The problems I had growing up, as I see it now, had all stemmed from the simple fact that my mother didn’t know how to deal with her loneliness. To her, being in a relationship, whether that’s a romantic relationship or a relationship between mother and child, meant being made happy and fulfilled by someone else, and not by her own efforts.

Her inability to deal with her loneliness and her impossible expectations of those around her ruined a lot of things for a lot of people.


I’ve had my share of relationships over the years. I’m not a perfect partner. None of my partners were perfect. But that’s OK. Each of these relationships has taught me something about myself. And I’d like to think that some of these have made me a better person.

They’ve taught me to be more patient, more understanding, more humble, more forgiving. Not only towards my partners but towards everyone else, and most importantly, towards myself.

They’ve also helped me accept my loneliness. I can’t say that I love it, but I can certainly live with it. Each new partner has shown me a new way to deal with my loneliness. When I’m with someone, I do not expect them to get rid of my issues for me. My issues, including my loneliness, are mine alone to deal with. The right partner at the right time can help with them, but they cannot cure them.

A cure, simply put, doesn’t exist.

For as long as we live, we’ll have to live with our loneliness.

I understand that now.

And this realization has time and time again, helped me find a calm inside myself that no other human being could help me find. I had to do it all by my lonely self.

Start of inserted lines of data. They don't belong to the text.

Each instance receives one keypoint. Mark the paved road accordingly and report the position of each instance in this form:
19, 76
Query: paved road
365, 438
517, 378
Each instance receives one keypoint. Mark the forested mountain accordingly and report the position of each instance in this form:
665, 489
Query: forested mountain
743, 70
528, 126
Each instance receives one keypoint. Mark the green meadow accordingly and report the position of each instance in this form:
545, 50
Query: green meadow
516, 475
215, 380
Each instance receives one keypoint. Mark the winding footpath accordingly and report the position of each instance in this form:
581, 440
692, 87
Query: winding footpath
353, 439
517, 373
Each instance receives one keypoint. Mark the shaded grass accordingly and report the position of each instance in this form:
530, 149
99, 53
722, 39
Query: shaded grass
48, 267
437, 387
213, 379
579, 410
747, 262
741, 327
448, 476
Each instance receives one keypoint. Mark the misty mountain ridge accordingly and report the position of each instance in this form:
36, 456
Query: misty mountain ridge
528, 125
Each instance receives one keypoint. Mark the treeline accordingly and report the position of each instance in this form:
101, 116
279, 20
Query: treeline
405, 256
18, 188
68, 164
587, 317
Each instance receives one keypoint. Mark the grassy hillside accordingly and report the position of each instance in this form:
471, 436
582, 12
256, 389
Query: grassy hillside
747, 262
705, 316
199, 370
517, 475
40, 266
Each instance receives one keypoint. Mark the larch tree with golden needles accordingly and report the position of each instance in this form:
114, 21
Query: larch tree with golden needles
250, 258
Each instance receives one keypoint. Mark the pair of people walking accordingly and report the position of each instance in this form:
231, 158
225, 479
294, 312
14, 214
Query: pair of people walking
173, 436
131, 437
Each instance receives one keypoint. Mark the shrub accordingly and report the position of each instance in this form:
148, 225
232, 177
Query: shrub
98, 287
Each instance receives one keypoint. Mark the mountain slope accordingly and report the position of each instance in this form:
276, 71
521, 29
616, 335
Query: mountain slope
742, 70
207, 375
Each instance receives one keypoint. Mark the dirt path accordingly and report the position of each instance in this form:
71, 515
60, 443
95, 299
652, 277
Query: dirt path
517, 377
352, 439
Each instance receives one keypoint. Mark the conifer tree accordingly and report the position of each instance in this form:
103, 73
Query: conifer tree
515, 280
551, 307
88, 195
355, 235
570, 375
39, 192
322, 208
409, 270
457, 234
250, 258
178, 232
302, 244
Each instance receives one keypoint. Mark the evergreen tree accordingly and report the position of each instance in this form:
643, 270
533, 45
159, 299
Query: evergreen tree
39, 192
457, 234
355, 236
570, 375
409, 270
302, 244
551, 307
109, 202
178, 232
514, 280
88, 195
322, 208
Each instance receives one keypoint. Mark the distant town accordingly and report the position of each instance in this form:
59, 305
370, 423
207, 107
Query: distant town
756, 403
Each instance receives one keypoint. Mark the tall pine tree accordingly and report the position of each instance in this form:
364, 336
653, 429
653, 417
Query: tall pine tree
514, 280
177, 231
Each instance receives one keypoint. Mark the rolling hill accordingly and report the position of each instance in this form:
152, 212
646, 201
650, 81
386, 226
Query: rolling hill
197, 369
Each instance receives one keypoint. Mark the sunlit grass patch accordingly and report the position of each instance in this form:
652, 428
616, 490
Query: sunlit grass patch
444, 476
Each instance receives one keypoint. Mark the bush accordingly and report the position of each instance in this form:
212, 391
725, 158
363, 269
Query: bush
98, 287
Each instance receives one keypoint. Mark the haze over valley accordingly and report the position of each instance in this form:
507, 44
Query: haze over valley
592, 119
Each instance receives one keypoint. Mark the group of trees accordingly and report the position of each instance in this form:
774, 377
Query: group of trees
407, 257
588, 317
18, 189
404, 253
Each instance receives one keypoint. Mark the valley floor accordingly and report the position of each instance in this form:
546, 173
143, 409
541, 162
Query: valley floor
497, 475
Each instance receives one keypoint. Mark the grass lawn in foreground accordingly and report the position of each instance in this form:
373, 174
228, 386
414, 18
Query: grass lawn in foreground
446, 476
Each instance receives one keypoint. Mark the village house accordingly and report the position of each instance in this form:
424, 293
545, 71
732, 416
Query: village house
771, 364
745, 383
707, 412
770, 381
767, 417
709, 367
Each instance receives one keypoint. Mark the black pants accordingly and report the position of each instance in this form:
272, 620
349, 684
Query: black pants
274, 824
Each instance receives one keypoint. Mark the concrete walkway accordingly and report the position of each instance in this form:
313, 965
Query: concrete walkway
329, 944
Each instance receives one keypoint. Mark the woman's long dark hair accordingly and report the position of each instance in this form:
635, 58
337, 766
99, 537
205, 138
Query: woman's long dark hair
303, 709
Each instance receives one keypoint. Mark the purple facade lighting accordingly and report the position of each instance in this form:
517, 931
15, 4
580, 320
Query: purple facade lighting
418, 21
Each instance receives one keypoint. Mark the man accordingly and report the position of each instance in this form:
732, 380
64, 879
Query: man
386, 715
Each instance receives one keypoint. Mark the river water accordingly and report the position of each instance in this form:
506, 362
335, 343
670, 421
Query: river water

And again, I may not always love my loneliness, but I do not dread them either. In fact, there are moments in my life when I seek them out. Because it’s only during moments of profound loneliness that I feel I understand myself the best. It’s in these moments that I can learn to be kinder, gentler, and better.

My relationship with my loneliness is mine alone to deal with. I do not expect it’d go away whether or not I’m in a relationship. It may be that a new partner in the future will reshape this feeling. I may find myself having to relearn to navigate a new kind of emotion.

But that’s OK. It’s part of being… just being. One cannot seek to cure an incurable condition, a condition that’s as essential as food or air for being alive, by simply being with another human being. That’s unfair to ourselves and to our partners, to say the least.

Just like I cannot ever expel someone else’s loneliness. All I can do is to hope that I’m there when needed. And that I am allowed to not be there when I cannot. Because for sure, there will be times, I know, when I won’t be there for my partner. It will happen. Whether by choice or by simply not understanding the other’s needs.

My relationship with my loneliness is mine alone to deal with. I do not expect it’d go away whether or not I’m in a relationship.

None of us are perfect. And in our imperfections, we find ourselves lonely, or we cause someone else to feel lonely. In accepting that and in recognizing that it’s part of living with other people, whether they are our spouses or our parents or our children or friends or whoever they may be, if we can be as comfortable in our loneliness as we are in our skins, I’m sure we’ll be more content with our lives.

Maybe not happy, but more content for sure.